Shortly after, the Director-General of the World Health Organisation, Tedros Adhanom Ghebreyesus, denounced the comments made by Mira, referring to it as a ‘colonial mentality.’
“African can’t and won’t be a testing ground for any vaccine,” Ghebreyesus vowed.
Colonial Legacy
One look through history can reveal how Europe has used Africa as a dumping ground for unethical medical trials. Pharmaceutical companies have long-since left their mark on African countries after testing dangerous drugs on unsuspecting participants, leaving behind rampant human rights abuses.

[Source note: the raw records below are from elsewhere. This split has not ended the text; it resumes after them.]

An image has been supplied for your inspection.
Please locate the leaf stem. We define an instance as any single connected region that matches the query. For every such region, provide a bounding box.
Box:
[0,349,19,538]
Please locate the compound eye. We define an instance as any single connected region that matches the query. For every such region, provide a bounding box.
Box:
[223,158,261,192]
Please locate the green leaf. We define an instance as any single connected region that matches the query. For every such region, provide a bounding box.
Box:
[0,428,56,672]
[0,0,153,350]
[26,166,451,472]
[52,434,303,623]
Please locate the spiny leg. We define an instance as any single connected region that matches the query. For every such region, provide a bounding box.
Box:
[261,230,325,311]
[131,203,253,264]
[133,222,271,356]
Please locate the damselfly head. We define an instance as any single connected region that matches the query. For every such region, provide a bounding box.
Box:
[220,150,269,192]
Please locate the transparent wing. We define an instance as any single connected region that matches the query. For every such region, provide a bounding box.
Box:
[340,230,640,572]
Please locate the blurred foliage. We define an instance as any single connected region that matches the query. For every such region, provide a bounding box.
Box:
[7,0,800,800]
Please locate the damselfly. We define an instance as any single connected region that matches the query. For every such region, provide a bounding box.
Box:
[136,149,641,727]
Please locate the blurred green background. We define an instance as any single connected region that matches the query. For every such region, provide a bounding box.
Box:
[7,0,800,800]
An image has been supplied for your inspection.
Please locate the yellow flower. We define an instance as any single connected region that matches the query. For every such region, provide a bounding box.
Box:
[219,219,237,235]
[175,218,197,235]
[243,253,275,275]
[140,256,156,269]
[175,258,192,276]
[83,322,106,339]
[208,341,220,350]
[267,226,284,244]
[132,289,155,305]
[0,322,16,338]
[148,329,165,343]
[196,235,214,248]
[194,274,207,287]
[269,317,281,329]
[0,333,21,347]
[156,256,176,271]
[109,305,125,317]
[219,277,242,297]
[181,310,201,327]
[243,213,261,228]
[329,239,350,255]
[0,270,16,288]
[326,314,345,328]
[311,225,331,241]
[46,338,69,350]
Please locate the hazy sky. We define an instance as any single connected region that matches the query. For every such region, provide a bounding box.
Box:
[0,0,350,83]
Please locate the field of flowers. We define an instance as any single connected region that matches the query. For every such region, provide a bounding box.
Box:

In the 1990s, the United States conducted clinical trials for HIV/Aids in Africa. Not only were participants not informed about the effectiveness or dangers of the drug, but the trials led to around 1,000 babies born with the disease.
Similarly, in the 90s in Nigeria, one of the world’s biggest research-based pharmaceutical companies Pfizer led clinical trials in the country after a severe outbreak of meningitis. The company was complicit in the deaths of 11 children whose parents did not even give proper consent for the testing. It took a 15-year legal battle before the parents saw any compensation.
However, scientific racism in Africa dates to the colonial era, when empires used the continent to conduct whatever tests they wanted as a way of furthering racism and imperialism. For example, in the early 1900s, Dr Eugen Fischer conducted sterilisation trials on women in modern-day Namibia, largely done on mixed-race offspring as a way of justifying a ban on mixed-race marriages. Fischer later joined the Nazi party and conducted the same experiments on a Jewish concentration camp.
This colonial narrative that categorises African people as ‘sub-human’ is unfortunately not completely a thing of the past. It’s a mentality that believes Africa is somehow a guinea pig for the advancement of medicine and not a place with people deserving of human rights. Even more shocking is that a doctor from a former colonial empire spreading these ideas on national television. In the global response to the COVID-19 virus, it’s important to remember that colonial practices have no place in science.